Enquanto visitava o Estado do Espírito Santo, Marina Silva conversou com a imprensa e negou ter recebido recursos ilegais. Segundo ela, o Partido Verde (PV) no Rio de Janeiro declarou à Justiça Eleitoral o recurso vindo da OAS.
“Não tenho R$ 1 sequer de dinheiro ilegal na minha campanha e nem finalidade ilegal. Não me reuni com o senhor Léo Pinheiro. O PV teve uma doação. Segundo os dirigentes do partido, todo o processo está declarado”, declarou Marina Silva.
De acordo com “O Globo”, um dos coordenadores da campanha da candidata em 2010, Alfredo Sirkis, que é ex-deputado federal do PV pelo Rio de Janeiro, também negou caixa dois. Segundo ele, a reunião que aconteceu entre ele, o vice de Marina, Guilherme Leal, e Léo Pinheiro foi para pedir uma colaboração para a campanha.
Veja a nota de Guilherme Leal, na íntegra:
“_Solicitado a me manifestar sobre a suposta alegação do Sr.
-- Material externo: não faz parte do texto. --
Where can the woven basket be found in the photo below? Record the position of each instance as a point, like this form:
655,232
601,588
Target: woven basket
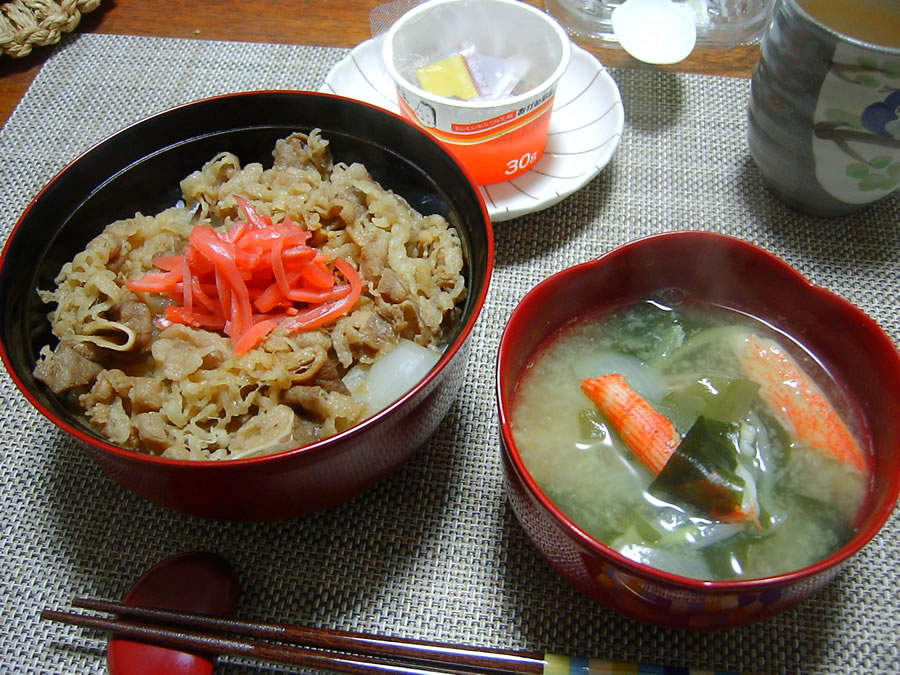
28,23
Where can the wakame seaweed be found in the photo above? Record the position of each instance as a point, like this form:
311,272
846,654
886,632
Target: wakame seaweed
703,470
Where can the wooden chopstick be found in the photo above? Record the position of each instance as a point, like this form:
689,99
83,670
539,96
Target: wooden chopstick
325,649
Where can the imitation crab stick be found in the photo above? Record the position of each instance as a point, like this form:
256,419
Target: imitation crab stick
655,441
796,401
647,433
249,280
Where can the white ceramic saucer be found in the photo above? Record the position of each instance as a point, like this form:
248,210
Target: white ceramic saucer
585,129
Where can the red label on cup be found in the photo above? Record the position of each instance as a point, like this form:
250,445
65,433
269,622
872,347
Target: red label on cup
484,124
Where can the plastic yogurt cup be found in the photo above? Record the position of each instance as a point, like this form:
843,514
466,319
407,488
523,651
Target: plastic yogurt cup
480,76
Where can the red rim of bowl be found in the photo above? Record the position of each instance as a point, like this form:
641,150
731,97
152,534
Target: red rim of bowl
876,520
311,448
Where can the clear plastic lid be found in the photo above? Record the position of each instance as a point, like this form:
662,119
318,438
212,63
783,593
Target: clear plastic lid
719,22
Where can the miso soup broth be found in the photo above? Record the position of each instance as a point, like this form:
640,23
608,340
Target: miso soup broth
795,485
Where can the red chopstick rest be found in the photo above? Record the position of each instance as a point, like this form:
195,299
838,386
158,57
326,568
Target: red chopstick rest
199,582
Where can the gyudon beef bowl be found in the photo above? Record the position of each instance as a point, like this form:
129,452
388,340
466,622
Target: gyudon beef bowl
692,433
251,306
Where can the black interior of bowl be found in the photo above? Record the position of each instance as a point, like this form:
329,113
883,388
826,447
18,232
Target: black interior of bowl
140,168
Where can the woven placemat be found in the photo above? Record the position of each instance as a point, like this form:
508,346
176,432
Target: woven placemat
433,551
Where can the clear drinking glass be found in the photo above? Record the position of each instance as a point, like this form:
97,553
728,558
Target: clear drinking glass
719,22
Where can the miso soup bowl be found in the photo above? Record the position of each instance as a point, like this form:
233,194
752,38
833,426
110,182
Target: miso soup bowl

Leo Pinheiro, ex-presidente da OAS, tenho a esclarecer que:
_Recebi o Sr. Léo Pinheiro em meu escritório, uma única vez, no dia 31 de maio de 2010. Ele estava acompanhado e me foi apresentado pelo Sr. Alfredo Sirkis, então dirigente do Partido Verde e responsável pela pré-campanha presidencial. Também estava na reunião o Sr. Leandro Machado, então meu assessor. Discutimos as propostas de economia e sustentabilidade da campanha.
_Houve, da parte do Sr. Léo Pinheiro, a sinalização do interesse da OAS em apoiar financeiramente a campanha. Disse-lhe expressamente que eventual contribuição seria bem-vinda, sem qualquer contrapartida ou compromisso, nos estritos termos da lei, isto é, com o devido registro no Tribunal Superior Eleitoral.
_Nunca mais falei com esse senhor. A empresa OAS não fez nenhuma doação para o comitê financeiro da campanha presidencial, que se iniciou em julho de 2010. É público que a empresa doou para o Comitê Financeiro Único do PV no estado do Rio de Janeiro, como registrado pelo Tribunal Superior Eleitoral.
_Refuto as supostas alegações de que eu teria solicitado ao Sr. Léo Pinheiro doação ilegal através do chamado “caixa-dois”. Isso é mentira. Repudio com veemência este tipo de ataque a minha honra.”